Le ministre de la santé Alain Berset et les cantons pourront ainsi à nouveau tenter leur chance devant la commission. Fin janvier, cette dernière, peu satisfaite des modèles présentés pour rembourser les primes excessives payées par les assurés de certains cantons entre 1996 et 2011, avait décidé de jeter l'éponge.
Sa proposition de ne pas entrer en matière sur ce dossier , décidée par 10 voix contre 3, a suscité l'ire des cantons concernés, parmi lesquels Vaud, Genève, Neuchâtel, Zurich et le Tessin. Devant cette levée de boucliers, la commission a fait marche arrière. Elle ne s'est toutefois pas penchée sur le détail du projet.
Dans l'attente
La commission attend une nouvelle proposition, a indiqué sa présidente Christine Egerszegi (PLR/AG) devant la presse. La balle est dans le camp d'Alain Berset et des cantons. Le sujet ne sera donc pas traité au Conseil des Etats durant la session de printemps mais au plus tôt lors de celle d'été. D'ici là, de nouvelles propositions pourront être faites.
Alain Berset et les cantons ont déjà fait part de leur volonté de travailler ensemble à une solution capable de réunir une majorité au Parlement. Mme Egerszegi attend en outre qu'une majorité claire se dégage au sein de la Conférence des directeurs cantonaux de la santé (CDS) pour un modèle "réalisable".
Difficile
La présidente de la commission a rappelé la difficulté de trouver une solution qui ne crée pas de nouvelles injustices. La situation a évolué ces dernières années, si bien que les cantons aux primes trop élevées ne sont pas toujours les mêmes.
Les changements de domicile et d'assureur, toujours plus fréquents, rendent également l'opération très compliquée. Au final, on risquerait de faire passer à la caisse un assuré alors qu'il a trop payé de primes. En même temps, il ne faut pas que les assurés qui ont trop payé se sentent floués, a reconnu Mme Egerszegi.
Différents modèles
Au début du mois, le président de la CDS, le Bâlois Carlo Conti a évoqué comme piste les réserves des caisses maladie. Celles-ci atteindraient d'ici la fin de l'année, selon lui, jusqu'à 5 milliards de francs, soit 2,4 milliards de plus que le minimum légal.

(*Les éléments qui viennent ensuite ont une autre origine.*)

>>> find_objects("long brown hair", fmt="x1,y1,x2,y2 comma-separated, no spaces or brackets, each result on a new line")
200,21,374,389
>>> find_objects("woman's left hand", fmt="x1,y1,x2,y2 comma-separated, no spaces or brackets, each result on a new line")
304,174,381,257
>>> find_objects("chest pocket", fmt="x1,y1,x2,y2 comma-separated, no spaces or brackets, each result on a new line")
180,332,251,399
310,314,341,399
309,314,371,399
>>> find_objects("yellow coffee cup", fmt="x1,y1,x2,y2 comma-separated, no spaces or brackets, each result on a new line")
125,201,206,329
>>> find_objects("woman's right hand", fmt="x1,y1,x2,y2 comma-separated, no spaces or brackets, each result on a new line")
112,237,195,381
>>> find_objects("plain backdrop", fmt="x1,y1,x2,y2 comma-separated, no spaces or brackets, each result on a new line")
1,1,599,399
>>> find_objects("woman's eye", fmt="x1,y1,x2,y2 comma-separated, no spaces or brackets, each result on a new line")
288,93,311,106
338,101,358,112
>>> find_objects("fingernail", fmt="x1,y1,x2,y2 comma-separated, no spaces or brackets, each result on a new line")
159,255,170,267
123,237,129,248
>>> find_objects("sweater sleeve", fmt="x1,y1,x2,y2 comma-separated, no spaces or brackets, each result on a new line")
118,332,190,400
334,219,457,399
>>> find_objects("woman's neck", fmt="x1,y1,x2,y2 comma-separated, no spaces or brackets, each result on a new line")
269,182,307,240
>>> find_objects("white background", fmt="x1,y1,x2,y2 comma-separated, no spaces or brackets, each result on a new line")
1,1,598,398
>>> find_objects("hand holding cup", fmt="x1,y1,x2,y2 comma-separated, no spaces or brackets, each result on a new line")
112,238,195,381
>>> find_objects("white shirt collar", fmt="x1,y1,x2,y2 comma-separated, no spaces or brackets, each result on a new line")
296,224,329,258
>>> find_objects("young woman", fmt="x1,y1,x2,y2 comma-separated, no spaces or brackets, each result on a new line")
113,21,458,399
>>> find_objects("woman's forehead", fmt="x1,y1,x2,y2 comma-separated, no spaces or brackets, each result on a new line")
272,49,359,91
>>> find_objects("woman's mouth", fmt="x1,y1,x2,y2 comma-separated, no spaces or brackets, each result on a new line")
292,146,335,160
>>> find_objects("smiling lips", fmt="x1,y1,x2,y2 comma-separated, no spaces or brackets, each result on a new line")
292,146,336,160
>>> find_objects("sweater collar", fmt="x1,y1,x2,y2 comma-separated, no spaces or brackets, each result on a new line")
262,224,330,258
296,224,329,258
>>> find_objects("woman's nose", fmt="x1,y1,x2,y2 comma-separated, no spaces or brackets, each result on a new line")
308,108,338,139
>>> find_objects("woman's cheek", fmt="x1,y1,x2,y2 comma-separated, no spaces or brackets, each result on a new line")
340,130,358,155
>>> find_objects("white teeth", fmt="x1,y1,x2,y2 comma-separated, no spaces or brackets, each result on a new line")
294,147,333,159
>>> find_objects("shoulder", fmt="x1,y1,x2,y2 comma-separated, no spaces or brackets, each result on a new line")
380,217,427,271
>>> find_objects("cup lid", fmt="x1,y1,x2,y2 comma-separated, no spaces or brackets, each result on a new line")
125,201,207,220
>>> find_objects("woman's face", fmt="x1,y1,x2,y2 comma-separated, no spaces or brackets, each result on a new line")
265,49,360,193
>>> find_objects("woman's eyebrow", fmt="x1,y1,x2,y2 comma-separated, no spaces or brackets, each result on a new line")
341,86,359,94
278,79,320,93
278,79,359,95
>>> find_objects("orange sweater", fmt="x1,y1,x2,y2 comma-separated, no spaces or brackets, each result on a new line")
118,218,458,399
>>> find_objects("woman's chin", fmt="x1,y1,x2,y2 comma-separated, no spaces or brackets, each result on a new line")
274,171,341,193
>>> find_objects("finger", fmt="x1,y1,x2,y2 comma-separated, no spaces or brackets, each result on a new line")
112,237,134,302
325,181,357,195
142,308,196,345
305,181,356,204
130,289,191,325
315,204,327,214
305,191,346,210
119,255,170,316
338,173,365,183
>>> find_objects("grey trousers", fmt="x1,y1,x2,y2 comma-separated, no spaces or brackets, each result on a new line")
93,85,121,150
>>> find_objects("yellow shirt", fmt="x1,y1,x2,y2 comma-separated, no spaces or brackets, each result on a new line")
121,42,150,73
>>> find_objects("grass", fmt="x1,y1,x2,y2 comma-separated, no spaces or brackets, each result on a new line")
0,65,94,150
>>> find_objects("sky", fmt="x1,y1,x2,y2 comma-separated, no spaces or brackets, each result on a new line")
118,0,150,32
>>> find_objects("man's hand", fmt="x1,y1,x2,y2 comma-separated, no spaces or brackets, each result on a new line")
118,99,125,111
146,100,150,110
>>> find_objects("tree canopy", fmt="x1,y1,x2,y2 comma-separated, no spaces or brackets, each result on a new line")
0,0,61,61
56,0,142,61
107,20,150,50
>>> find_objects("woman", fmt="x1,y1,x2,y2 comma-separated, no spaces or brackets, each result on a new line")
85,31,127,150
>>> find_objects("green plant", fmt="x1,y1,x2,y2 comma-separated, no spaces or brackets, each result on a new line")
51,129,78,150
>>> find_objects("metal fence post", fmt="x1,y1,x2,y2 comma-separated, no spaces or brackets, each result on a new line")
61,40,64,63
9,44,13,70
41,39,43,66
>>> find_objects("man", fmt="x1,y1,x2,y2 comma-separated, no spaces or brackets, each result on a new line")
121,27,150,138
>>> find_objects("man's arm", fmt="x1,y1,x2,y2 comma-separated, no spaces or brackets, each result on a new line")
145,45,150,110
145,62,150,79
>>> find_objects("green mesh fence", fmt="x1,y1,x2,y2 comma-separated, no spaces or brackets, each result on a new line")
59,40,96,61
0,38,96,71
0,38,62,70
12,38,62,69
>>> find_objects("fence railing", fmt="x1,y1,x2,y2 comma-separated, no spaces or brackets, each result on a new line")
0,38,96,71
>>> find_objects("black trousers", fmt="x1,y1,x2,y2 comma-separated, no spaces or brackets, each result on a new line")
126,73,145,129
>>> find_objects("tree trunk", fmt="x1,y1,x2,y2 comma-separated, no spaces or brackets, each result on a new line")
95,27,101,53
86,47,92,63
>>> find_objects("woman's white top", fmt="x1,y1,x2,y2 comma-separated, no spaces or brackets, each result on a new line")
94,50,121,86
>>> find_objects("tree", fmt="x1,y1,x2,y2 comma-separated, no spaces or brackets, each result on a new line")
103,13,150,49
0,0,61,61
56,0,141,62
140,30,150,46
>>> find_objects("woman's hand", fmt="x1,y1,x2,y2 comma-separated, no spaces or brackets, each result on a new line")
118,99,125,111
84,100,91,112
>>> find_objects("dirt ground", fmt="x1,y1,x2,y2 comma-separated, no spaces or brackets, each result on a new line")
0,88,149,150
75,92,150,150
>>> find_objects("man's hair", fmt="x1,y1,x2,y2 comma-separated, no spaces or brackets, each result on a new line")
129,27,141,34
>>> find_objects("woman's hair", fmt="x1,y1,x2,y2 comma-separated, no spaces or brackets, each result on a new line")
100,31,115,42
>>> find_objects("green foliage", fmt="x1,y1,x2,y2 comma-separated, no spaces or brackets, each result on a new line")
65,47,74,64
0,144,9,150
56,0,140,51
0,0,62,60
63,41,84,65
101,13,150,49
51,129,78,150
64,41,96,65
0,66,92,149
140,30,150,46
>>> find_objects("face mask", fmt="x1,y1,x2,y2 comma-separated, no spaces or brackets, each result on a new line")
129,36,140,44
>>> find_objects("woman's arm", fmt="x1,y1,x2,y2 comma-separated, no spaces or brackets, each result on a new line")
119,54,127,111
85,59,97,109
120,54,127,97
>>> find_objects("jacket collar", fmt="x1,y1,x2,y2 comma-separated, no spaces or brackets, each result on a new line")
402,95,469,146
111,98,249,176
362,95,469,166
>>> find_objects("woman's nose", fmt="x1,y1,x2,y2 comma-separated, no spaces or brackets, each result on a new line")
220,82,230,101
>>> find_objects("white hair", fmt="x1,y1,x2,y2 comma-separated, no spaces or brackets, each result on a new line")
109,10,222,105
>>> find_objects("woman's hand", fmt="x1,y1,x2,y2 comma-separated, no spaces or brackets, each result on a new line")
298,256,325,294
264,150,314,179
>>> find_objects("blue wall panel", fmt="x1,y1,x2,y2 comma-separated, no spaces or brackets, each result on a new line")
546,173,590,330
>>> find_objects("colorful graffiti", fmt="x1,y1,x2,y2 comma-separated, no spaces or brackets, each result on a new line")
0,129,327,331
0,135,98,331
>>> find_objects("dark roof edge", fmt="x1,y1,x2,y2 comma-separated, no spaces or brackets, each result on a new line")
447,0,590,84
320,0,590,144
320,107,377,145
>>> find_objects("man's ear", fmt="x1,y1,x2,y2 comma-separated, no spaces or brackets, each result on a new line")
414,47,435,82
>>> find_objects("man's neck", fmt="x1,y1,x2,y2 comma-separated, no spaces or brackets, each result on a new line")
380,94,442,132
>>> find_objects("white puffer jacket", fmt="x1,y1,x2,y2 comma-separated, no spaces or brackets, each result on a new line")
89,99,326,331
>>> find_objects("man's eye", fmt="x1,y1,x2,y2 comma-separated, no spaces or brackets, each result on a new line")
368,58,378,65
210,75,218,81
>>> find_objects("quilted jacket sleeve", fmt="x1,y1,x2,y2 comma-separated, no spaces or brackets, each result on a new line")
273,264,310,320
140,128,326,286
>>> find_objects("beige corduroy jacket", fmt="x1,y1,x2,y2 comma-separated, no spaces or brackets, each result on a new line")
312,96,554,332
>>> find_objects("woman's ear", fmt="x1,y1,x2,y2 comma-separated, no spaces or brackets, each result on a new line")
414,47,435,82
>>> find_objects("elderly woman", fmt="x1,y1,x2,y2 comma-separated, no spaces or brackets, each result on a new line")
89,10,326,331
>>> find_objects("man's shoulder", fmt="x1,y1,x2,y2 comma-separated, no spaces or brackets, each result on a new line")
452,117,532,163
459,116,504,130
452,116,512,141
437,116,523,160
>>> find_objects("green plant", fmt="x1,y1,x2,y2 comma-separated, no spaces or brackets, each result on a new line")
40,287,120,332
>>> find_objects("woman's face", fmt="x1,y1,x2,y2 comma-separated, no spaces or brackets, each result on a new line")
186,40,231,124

La commission du Conseil des Etats a déjà écarté un modèle visant à puiser dans les réserves. Mme Egerszegi l'a qualifié de "pas réalisable". Une telle solution n'est d'ailleurs pas du goût des assureurs comme l'a rappelé récemment le directeur d'Helsana. Les cantons avaient présenté cette option comme alternative au concept du Conseil fédéral qui les divise.
Le gouvernement souhaite faire rembourser les primes excessives via un rabais offert aux personnes concernées. Pour financer l'opération, les assurés des cantons dont les primes étaient trop basses devraient passer à la caisse. Mais le supplément qui leur serait réclamé ne dépasserait pas la réduction de primes liée à la taxe sur le CO2.
Un système analogue, mais dans lequel les transferts seraient gérés par l'institution commune LAMal en charge de la compensation des risques, a été présenté depuis par le Groupe Mutuel. Avant que le Conseil fédéral ne soumette son projet au Parlement, certains cantons avaient en outre proposé sans succès que la Confédération soit mise à contribution.
Outre la question de savoir qui sera mis à contribution, les différents modèles se distinguent aussi par l'ampleur du remboursement. Celui du Conseil fédéral ne porte ainsi que sur un milliard de francs alors que le total des primes payées en trop entre 1996 et 2011 avoisine 1,7 milliards.